FOSTER – Wind turbines appear headed for a townwide ban in Foster after the Planning Board voted 5-1 to change the green energy ordinance to no longer allow the alternate energy sources in town last Wednesday.
The change in the ordinance will go before the Town Council for final approval and public discussion, said Planning Board Chairman Anthony Renzi.
Members of the board, including Renzi, Helen Hardy, Warren Ducharme, Hillary Downes-Fortune and George Sackal voted to prohibit the turbines, while Michael Carpenter voted against the ban.
Assistant Solicitor Joanna Achilles warned that a complete ban may be too restrictive and leave the town open to possible lawsuits from residents wishing to pursue their right to do what they wish with their land. If a person wins a lawsuit over a wind turbine in Foster, she said, it will leave Foster open for whatever a developer wants.
“It’s a very slippery slope, a dangerous one because it takes it completely out of your hands,” Achilles said.
Sackal said it is not in the town’s best interest to open the door for trouble now with the assumption that one day the town might be sued. He said he believes the state is moving more toward off-shore wind turbines, and believes that by the time the town is sued, the state may have worked out the issue on its own.
“Rhode Island says it’s up to the municipalities, up to the towns,” Sackal said.
Sackal provided research, documentation, testimonies and written statements against wind turbines. He said an all-out ban is the best way to go, and the town can deal with potential litigation as it comes.
“Once you let these things up, you have no control over what happens,” he said.
Sackal said a ban is the best way to keep the peace in town, adding that other green energy sources, such as solar panels and nuclear power, will still be allowed.
Portsmouth residents at the April 7 meeting spoke about their experiences, complaining about constant noise disturbances, vibrations, and loss in home values from turbines in their neighborhood.
Jayme Souza said her experience with the large wind turbine near Portsmouth High School was one of broken promises that have significantly decreased the quality of life for her family. They live 800 feet from a 364-foot, 1.5-megawatt turbine.
“I can’t read a book in peace and quiet in the house or on the patio. I moved my bedroom. I have anxiety attacks, breakdowns. I take sleeping pills to go to sleep at night from it. It’s a constant sound,” Souza said.
She said even when quiet, the vibrations from the wind turbine keep her up at night. During windy days, Souza says the turbines create a loud roaring sound she says far exceeds the town’s noise ordinance.
Jayme and David Souza also complained about the shadow flicker caused by the rotating propellers of the wind turbines during sunny days that “is worse than a strobe light.” With the massive turbines, such as the one by their home, David said the flicker can reach as far as seven miles.
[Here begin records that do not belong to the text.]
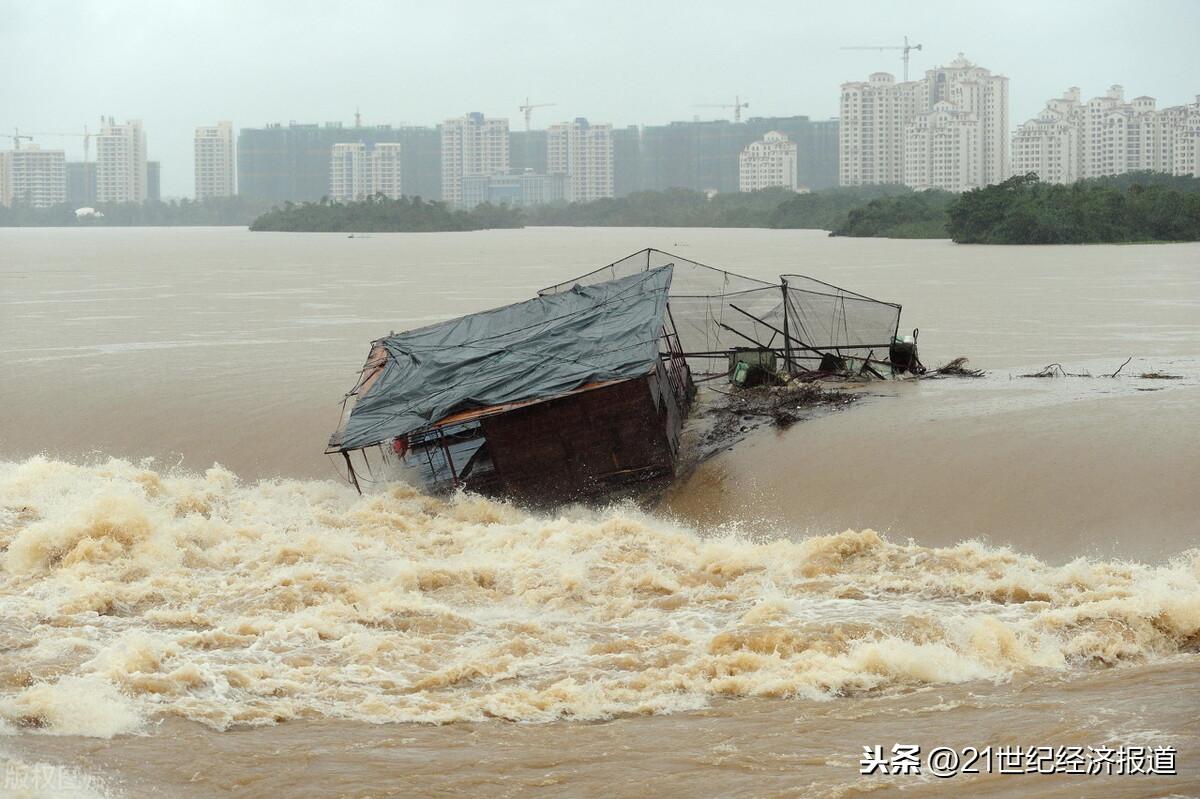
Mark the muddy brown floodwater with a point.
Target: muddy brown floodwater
(192, 605)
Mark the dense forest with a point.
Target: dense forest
(683, 208)
(1134, 206)
(916, 215)
(1122, 209)
(381, 214)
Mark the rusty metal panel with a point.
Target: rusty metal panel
(582, 444)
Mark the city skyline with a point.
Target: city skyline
(186, 65)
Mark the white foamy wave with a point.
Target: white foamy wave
(126, 594)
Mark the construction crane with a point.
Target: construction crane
(737, 107)
(528, 110)
(906, 47)
(85, 136)
(17, 136)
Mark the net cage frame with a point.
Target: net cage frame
(801, 318)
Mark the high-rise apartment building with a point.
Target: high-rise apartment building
(5, 180)
(472, 145)
(1107, 136)
(279, 163)
(1049, 143)
(121, 163)
(348, 172)
(583, 152)
(33, 176)
(948, 130)
(81, 182)
(357, 172)
(388, 169)
(215, 161)
(768, 162)
(1185, 126)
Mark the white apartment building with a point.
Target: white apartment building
(583, 152)
(33, 176)
(471, 146)
(357, 173)
(1049, 143)
(1107, 136)
(768, 162)
(385, 169)
(348, 175)
(215, 161)
(121, 162)
(948, 130)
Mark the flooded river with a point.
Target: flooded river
(192, 604)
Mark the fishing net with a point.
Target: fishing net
(715, 311)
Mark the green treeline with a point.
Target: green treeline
(214, 211)
(1134, 206)
(381, 214)
(1024, 210)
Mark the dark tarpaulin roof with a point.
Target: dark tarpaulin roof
(533, 349)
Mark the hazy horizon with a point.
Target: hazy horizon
(183, 65)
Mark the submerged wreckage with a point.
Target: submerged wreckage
(583, 390)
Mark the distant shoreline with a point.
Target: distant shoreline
(1134, 208)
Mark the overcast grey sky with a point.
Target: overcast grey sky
(177, 64)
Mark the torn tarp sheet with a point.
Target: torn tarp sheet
(529, 350)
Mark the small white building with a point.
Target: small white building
(1107, 136)
(357, 172)
(768, 162)
(121, 169)
(472, 145)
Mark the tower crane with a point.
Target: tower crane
(85, 136)
(527, 109)
(16, 136)
(906, 47)
(737, 106)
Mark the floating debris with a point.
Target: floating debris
(582, 391)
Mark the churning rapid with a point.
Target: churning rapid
(129, 594)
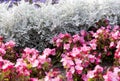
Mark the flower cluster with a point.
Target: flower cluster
(92, 55)
(28, 65)
(85, 50)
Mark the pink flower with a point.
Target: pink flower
(75, 52)
(67, 62)
(10, 44)
(79, 69)
(83, 33)
(2, 51)
(98, 69)
(21, 68)
(69, 76)
(91, 58)
(34, 79)
(49, 51)
(67, 46)
(85, 49)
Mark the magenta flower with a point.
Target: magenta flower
(2, 51)
(10, 44)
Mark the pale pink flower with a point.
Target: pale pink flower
(10, 44)
(2, 51)
(75, 52)
(66, 46)
(79, 69)
(33, 79)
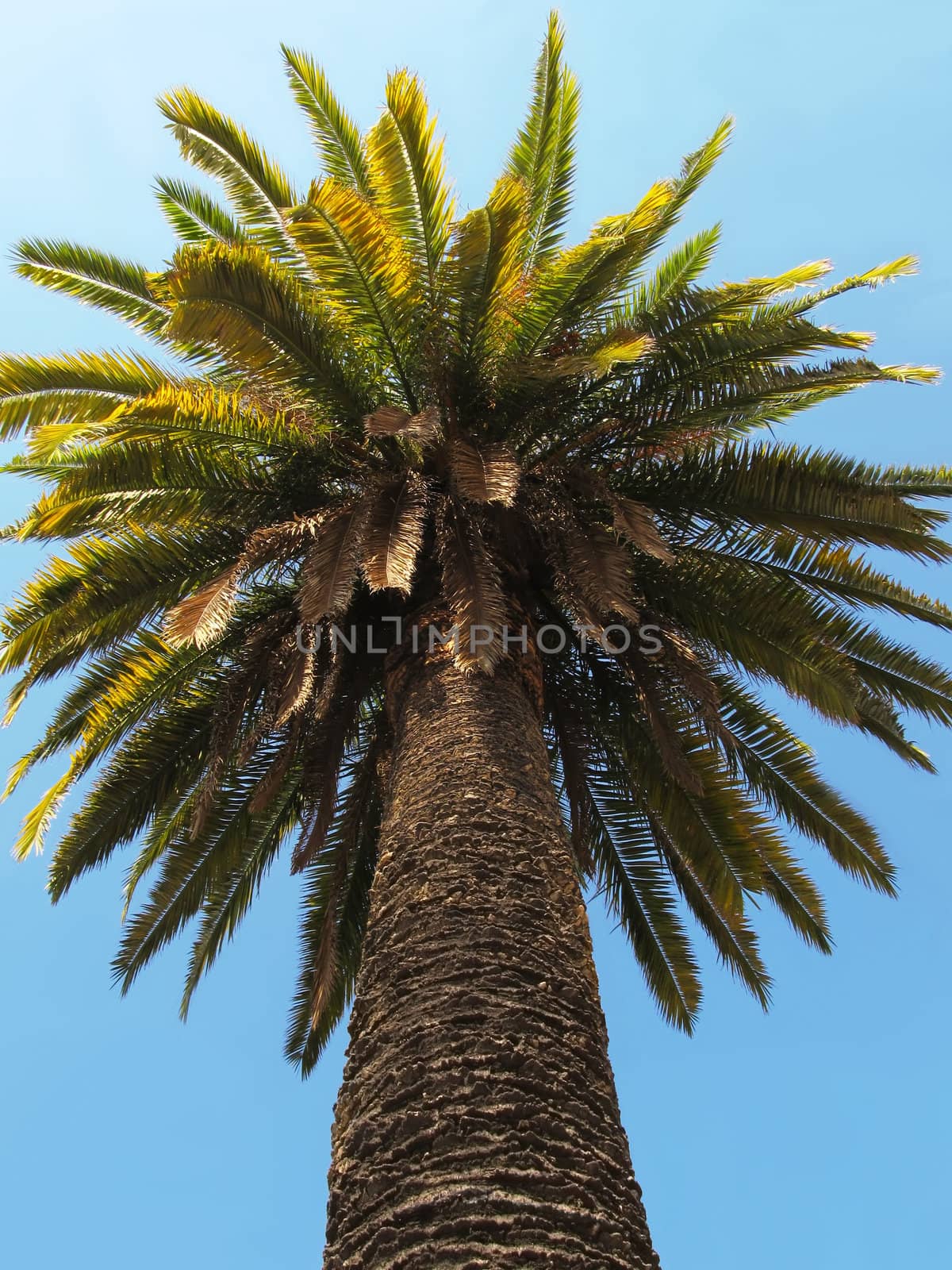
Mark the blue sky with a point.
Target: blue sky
(816, 1136)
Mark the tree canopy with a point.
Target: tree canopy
(365, 403)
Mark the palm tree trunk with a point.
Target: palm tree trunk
(478, 1123)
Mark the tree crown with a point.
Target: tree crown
(363, 406)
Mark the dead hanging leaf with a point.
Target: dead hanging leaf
(636, 525)
(329, 572)
(390, 421)
(486, 475)
(473, 590)
(203, 616)
(600, 569)
(395, 535)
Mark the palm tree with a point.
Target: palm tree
(374, 423)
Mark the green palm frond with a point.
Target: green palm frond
(365, 410)
(94, 279)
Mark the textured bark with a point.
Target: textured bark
(478, 1123)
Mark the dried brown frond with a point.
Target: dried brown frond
(201, 618)
(486, 475)
(471, 587)
(635, 524)
(298, 689)
(274, 778)
(390, 421)
(329, 572)
(600, 568)
(395, 535)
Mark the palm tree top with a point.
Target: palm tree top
(366, 406)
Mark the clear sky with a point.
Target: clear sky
(818, 1136)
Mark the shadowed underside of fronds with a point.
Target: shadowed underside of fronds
(365, 404)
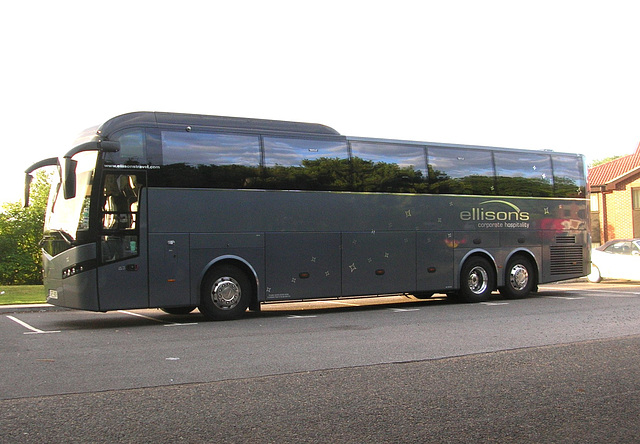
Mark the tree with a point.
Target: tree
(20, 234)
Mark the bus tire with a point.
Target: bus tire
(477, 280)
(178, 310)
(595, 276)
(519, 278)
(226, 292)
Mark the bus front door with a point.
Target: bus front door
(122, 249)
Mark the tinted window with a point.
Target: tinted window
(568, 176)
(523, 174)
(388, 167)
(460, 171)
(303, 164)
(196, 149)
(201, 160)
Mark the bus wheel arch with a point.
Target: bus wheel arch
(520, 275)
(227, 289)
(477, 278)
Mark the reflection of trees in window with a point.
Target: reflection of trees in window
(524, 186)
(441, 183)
(182, 175)
(325, 174)
(369, 176)
(568, 176)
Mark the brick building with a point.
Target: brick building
(615, 199)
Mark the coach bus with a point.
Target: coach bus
(180, 211)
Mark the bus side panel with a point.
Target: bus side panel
(169, 270)
(435, 260)
(78, 291)
(378, 262)
(302, 265)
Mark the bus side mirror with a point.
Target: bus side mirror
(27, 188)
(69, 186)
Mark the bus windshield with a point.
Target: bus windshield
(67, 217)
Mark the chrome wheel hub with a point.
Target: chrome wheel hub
(226, 293)
(478, 280)
(519, 277)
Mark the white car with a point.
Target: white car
(616, 259)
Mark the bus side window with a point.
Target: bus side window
(460, 171)
(388, 167)
(119, 216)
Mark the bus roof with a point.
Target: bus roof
(196, 120)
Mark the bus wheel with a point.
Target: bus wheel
(226, 292)
(178, 310)
(476, 280)
(519, 278)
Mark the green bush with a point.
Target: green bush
(20, 234)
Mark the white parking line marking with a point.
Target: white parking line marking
(166, 323)
(627, 294)
(340, 303)
(567, 298)
(29, 327)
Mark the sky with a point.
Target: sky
(559, 75)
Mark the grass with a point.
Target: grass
(22, 294)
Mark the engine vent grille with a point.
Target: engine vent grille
(566, 259)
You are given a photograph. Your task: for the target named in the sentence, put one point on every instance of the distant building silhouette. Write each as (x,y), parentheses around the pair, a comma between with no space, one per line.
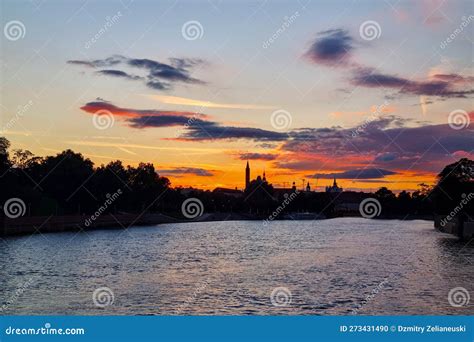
(334,188)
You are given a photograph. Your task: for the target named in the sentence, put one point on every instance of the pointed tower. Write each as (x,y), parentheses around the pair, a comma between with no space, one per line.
(247,175)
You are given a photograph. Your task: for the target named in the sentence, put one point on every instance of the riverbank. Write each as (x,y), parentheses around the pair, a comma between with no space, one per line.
(52,224)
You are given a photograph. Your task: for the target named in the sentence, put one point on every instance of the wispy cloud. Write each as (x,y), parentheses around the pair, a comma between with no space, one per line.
(258,156)
(331,47)
(369,173)
(336,48)
(180,171)
(159,76)
(204,104)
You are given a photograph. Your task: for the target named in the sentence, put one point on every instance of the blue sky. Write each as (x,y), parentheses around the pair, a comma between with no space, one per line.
(236,68)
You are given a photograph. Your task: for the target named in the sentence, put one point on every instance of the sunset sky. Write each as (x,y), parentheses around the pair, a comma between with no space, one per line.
(359,90)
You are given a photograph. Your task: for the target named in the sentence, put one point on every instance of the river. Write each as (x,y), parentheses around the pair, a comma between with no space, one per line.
(340,266)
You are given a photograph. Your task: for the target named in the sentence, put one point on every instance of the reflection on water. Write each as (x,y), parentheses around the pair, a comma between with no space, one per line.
(331,267)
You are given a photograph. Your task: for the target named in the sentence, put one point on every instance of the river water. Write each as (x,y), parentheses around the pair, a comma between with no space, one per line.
(328,267)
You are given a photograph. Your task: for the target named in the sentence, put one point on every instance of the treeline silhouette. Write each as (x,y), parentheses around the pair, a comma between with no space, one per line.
(69,184)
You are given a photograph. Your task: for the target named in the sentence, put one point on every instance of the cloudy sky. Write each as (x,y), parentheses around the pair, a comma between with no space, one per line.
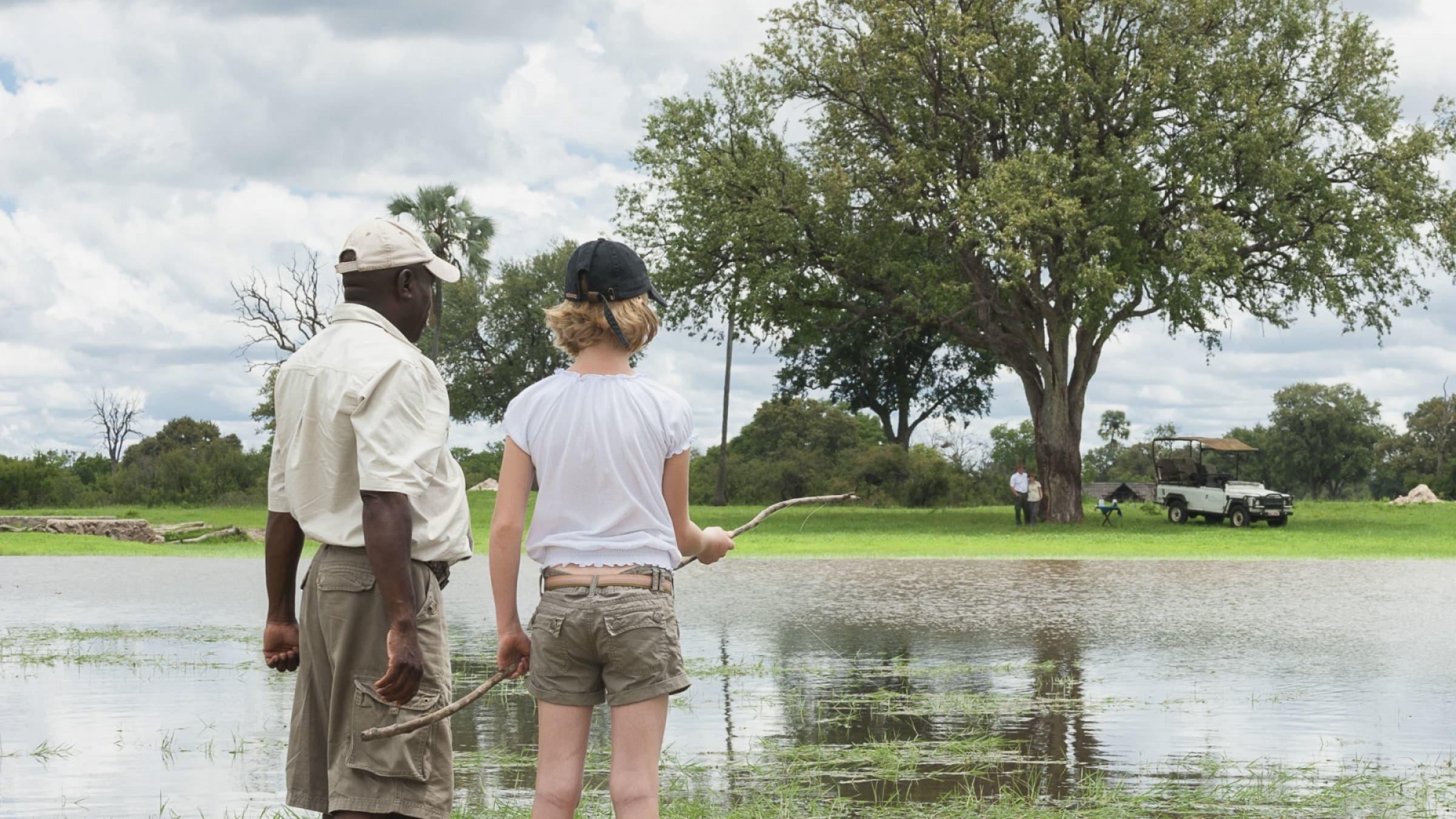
(150,153)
“I would implore you to really research this before you allow this in your home. This does not belong in a residential neighborhood,” Jayme said.
After living in Portsmouth for more than 30 years, the Souzas opted to sell, but due to the proximity of the turbine, they said they found the house had lost much of its value, and they were unable to attract a buyer.
Portsmouth resident Denise Wilkie said the roar of the turbine on windy days sounds like a large plane coming in close. She said the turbine destroyed her neighborhood. Despite multiple noise complaints, the turbine is not shut down during windy days or during peak flicker, as promised by the developer, said Wilkie.
The problem is with the money involved, said Sackal. Running the turbine during windy days generates more money than paying for a lawsuit, he said.
“That’s the business decision they’re making,” he said.